Little to cheer about
Forget about making money on houses in 2011
DESPITE INTEREST RATES dropping to their lowest level in more than 30 years, South Africans have yet to regain their appetite for residential property. Industry players say sales volumes are still roughly half of those recorded during the boom years, which means house prices are likely to show little, if any, growth this year.
In fact, some say it’s no longer if house prices will fall again this year but rather by how much. Latest data from SA’s major banks and mortgage originators show despite average house values rising by 6% to 8% on average last year as a whole (depending on whether you look at Absa, First National Bank, Standard Bank or ooba figures) all indices were down to the low single-digits or falling by year-end. Absa’s index moved into negative growth territory in November (-1,4%), while ooba’s index was down 2,8% in November, the first fall in house prices recorded by it since April 2009.
Property economists expect price growth to weaken further over the coming months on the back of lingering high debt levels, the probability of no further interest rate cuts and an uncertain job market outlook.
FNB property strategist John Loos says it’s unlikely the market will be able to avert falling house prices this year, as cashstrapped consumers simply can’t afford to take on additional mortgage debt.
Loos forecasts prices to drop by around -2,5% for the year as a whole.
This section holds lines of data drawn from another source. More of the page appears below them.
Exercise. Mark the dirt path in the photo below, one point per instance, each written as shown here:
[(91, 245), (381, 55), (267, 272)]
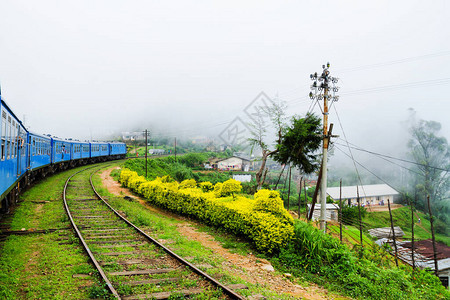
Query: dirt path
[(249, 268)]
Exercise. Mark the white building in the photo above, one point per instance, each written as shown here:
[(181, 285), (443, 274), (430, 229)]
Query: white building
[(374, 194), (234, 163), (332, 212)]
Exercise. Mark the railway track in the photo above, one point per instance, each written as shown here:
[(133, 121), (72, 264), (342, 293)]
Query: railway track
[(132, 264)]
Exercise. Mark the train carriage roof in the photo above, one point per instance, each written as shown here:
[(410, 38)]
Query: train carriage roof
[(5, 105)]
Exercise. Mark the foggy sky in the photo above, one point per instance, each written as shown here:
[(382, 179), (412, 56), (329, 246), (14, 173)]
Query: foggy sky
[(85, 69)]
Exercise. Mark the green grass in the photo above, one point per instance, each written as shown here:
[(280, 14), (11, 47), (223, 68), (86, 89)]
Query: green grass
[(164, 227), (41, 266)]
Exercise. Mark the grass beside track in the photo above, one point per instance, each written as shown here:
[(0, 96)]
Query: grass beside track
[(45, 265), (164, 228), (55, 266)]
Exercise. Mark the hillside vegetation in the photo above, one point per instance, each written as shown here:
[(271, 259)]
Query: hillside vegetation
[(402, 218), (300, 249)]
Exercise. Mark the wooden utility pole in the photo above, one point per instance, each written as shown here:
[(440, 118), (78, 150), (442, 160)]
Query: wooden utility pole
[(146, 152), (360, 220), (393, 233), (412, 235), (432, 237), (289, 188), (314, 200), (340, 210), (299, 196), (175, 149), (322, 85), (306, 199), (281, 173)]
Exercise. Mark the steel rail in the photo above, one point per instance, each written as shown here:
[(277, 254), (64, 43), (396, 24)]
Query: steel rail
[(226, 290), (86, 247)]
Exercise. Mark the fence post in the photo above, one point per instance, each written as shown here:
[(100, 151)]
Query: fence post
[(393, 233), (432, 237), (360, 220)]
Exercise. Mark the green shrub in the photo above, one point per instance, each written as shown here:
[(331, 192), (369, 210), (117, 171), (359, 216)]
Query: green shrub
[(269, 228)]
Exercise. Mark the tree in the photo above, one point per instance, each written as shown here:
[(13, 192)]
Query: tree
[(431, 153), (258, 130), (299, 141), (295, 143)]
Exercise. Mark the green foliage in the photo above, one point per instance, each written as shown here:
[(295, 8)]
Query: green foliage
[(322, 258), (206, 186), (269, 228), (230, 187), (249, 187), (186, 184), (299, 142), (402, 218)]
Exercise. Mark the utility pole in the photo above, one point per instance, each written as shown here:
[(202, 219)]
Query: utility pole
[(324, 89), (393, 234), (175, 149), (340, 210), (436, 270), (146, 151)]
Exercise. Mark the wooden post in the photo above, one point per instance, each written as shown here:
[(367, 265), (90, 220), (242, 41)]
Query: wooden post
[(299, 196), (314, 200), (146, 151), (432, 237), (412, 236), (360, 220), (289, 188), (306, 198), (279, 177), (393, 233), (175, 149), (340, 210)]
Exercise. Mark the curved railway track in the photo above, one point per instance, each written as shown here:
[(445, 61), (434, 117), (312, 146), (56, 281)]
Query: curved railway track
[(132, 264)]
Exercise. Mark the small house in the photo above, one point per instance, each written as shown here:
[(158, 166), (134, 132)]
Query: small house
[(332, 211), (374, 194), (234, 163)]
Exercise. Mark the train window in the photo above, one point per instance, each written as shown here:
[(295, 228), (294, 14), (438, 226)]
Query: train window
[(2, 150), (8, 150)]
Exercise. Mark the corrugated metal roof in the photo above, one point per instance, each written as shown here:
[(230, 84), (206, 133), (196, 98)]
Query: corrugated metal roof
[(372, 190)]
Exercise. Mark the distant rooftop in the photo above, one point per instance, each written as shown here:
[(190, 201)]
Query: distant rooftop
[(372, 190)]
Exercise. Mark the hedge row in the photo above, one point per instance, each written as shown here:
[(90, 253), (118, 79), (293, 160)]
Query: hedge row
[(263, 220)]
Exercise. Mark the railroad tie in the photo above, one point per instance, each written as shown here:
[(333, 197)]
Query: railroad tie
[(142, 272)]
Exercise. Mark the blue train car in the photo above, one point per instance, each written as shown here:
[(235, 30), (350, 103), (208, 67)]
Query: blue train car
[(104, 149), (117, 149), (61, 150), (80, 150), (85, 150), (13, 150), (39, 154)]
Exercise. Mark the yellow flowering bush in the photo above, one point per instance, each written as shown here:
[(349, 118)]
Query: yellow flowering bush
[(262, 220), (230, 187), (206, 186), (218, 189), (271, 202)]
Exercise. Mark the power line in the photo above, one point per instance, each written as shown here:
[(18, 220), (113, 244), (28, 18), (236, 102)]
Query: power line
[(355, 161), (351, 154), (395, 158), (393, 62)]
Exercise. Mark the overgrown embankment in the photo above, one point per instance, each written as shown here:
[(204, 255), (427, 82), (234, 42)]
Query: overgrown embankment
[(301, 249), (179, 168)]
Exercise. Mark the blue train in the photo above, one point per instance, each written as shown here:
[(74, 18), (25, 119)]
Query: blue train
[(25, 155)]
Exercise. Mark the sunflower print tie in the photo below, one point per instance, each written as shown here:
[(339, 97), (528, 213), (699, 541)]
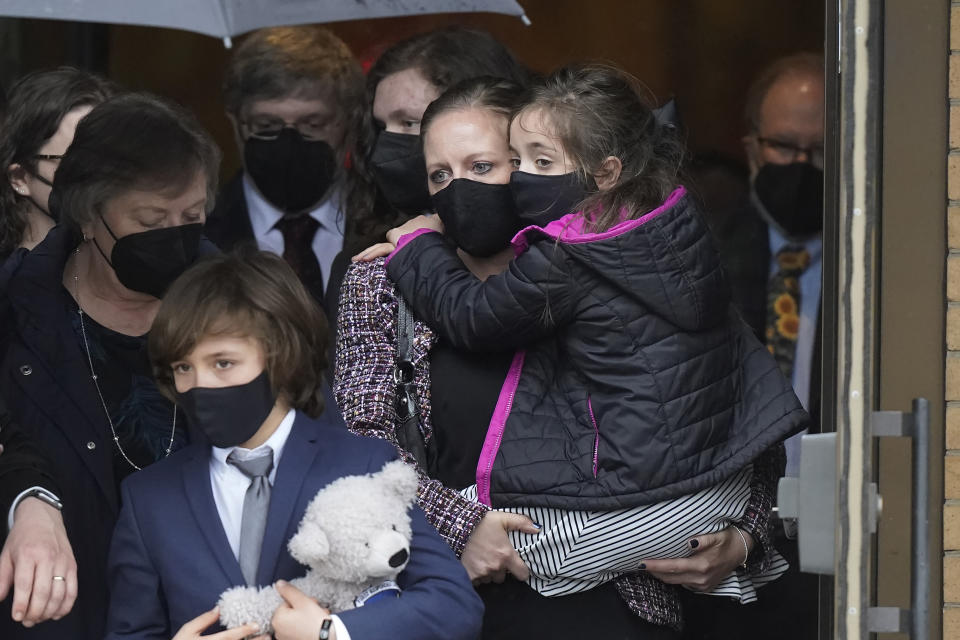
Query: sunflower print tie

He believes larger and more expensive homes will take the most pain, while the smaller homes sector should outperform as the trend towards downscaling gains momentum. Says Loos: “Size is becoming a key driver of home buying decisions, as rising operating costs – electricity, water and municipal rates – prompt consumers to opt for smaller properties that are cheaper to run.’’
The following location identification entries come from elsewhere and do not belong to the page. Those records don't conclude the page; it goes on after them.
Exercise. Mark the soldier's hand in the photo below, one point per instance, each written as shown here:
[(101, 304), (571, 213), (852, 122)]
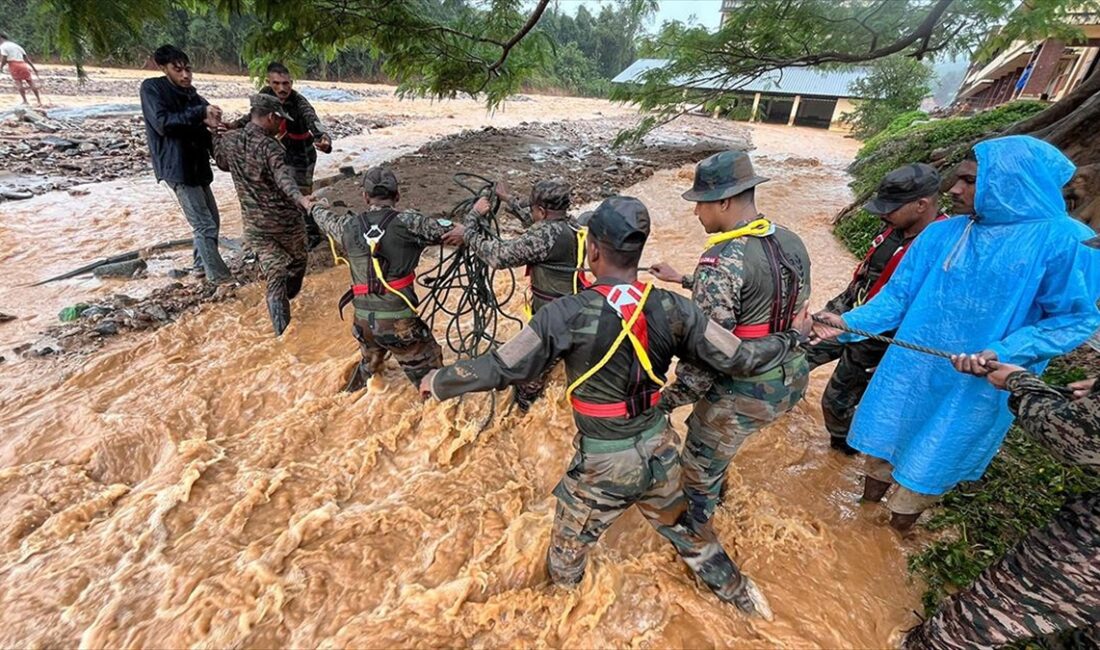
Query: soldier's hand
[(482, 206), (454, 237), (828, 329), (666, 272), (1084, 387), (426, 384), (975, 364)]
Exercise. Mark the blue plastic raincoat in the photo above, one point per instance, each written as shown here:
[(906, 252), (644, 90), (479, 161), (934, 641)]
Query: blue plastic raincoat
[(1014, 279)]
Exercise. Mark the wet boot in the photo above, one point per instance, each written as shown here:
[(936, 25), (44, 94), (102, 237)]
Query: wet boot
[(278, 307), (875, 489)]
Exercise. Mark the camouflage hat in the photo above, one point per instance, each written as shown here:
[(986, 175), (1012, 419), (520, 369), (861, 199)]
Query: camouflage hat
[(620, 222), (903, 185), (723, 175), (380, 182), (552, 195), (268, 103)]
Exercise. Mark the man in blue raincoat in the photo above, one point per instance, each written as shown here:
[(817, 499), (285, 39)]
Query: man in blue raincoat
[(1011, 281)]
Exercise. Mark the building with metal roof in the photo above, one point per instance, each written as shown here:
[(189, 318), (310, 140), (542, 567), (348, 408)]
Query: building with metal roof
[(803, 97)]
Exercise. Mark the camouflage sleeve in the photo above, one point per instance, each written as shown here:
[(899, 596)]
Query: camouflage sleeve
[(330, 223), (1070, 429), (717, 292), (524, 357), (309, 116), (275, 157), (427, 229), (534, 245)]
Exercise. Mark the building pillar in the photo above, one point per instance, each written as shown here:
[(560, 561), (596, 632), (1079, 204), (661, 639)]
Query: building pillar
[(794, 110), (1044, 66)]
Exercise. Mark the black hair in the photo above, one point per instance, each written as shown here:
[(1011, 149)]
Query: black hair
[(622, 259), (166, 54)]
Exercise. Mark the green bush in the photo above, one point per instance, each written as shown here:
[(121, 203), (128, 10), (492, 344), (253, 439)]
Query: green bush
[(1022, 489)]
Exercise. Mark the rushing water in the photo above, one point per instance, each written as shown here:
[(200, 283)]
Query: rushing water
[(207, 485)]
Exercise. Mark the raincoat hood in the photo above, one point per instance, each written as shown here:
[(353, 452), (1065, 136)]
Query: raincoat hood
[(1020, 178)]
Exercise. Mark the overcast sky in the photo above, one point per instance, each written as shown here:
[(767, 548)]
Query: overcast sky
[(705, 11)]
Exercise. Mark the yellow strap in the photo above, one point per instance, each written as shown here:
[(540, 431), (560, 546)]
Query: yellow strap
[(642, 356), (377, 272), (336, 256), (582, 235), (757, 228)]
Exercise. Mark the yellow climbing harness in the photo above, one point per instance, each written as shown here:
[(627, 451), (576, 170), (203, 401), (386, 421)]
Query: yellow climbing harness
[(757, 228), (638, 348)]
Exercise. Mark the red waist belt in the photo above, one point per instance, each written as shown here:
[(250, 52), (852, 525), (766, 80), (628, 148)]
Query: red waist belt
[(616, 409), (757, 331), (396, 284)]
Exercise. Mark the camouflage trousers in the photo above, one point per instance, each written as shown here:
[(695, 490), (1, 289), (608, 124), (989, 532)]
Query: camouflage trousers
[(407, 339), (604, 480), (1048, 583), (283, 259), (848, 383), (728, 414)]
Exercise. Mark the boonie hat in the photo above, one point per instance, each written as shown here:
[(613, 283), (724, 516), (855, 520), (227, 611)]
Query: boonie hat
[(270, 103), (915, 180), (723, 175), (620, 222)]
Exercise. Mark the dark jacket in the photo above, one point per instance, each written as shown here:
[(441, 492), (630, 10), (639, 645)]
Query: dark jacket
[(179, 144)]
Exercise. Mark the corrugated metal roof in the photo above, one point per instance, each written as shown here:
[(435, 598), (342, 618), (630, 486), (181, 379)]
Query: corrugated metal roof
[(782, 81)]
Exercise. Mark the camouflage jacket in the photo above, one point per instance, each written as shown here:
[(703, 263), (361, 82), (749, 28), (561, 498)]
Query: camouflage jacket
[(399, 250), (1070, 429), (575, 328), (266, 189), (733, 285), (548, 249), (296, 135)]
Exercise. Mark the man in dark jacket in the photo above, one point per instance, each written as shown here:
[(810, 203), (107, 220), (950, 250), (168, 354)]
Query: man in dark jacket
[(176, 121)]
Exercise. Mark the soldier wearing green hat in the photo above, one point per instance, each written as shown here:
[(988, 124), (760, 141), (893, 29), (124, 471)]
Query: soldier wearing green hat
[(617, 339), (754, 279)]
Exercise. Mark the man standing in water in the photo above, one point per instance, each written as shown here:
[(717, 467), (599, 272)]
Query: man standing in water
[(617, 340), (908, 200), (303, 135), (1012, 282), (754, 281), (177, 122), (272, 205), (20, 66)]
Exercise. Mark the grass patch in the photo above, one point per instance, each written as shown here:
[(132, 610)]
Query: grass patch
[(1022, 489)]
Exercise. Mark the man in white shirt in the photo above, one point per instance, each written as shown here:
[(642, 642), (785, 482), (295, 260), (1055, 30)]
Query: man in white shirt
[(20, 66)]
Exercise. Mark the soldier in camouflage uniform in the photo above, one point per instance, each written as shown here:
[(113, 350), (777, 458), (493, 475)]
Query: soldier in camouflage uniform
[(908, 200), (386, 319), (754, 278), (271, 204), (548, 249), (626, 451), (1049, 582)]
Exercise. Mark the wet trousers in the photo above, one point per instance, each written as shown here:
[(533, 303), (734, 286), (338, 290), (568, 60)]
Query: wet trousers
[(283, 259), (848, 383), (728, 414), (409, 340), (201, 212), (604, 480), (1048, 583)]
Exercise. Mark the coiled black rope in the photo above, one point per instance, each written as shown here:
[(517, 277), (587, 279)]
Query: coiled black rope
[(462, 287)]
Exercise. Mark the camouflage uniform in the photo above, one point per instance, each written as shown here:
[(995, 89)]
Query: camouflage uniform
[(1051, 581), (384, 323), (620, 461), (548, 249), (274, 228)]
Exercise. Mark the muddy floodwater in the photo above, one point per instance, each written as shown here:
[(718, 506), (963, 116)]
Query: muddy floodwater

Absa’s figures confirm that trend, with prices of smaller houses already accelerating at a noticeably faster pace than medium and large homes last year. Between January and November 2010, prices of small homes (80sq m to 140sq m, averaging R688 000) were up 14,7% compared with growth of only 4,5% and 3,5% achieved respectively for medium-sized (141sq m to 220sq m, averaging R951 000) and large houses (221sq m to 400sq m, averaging R1,4m).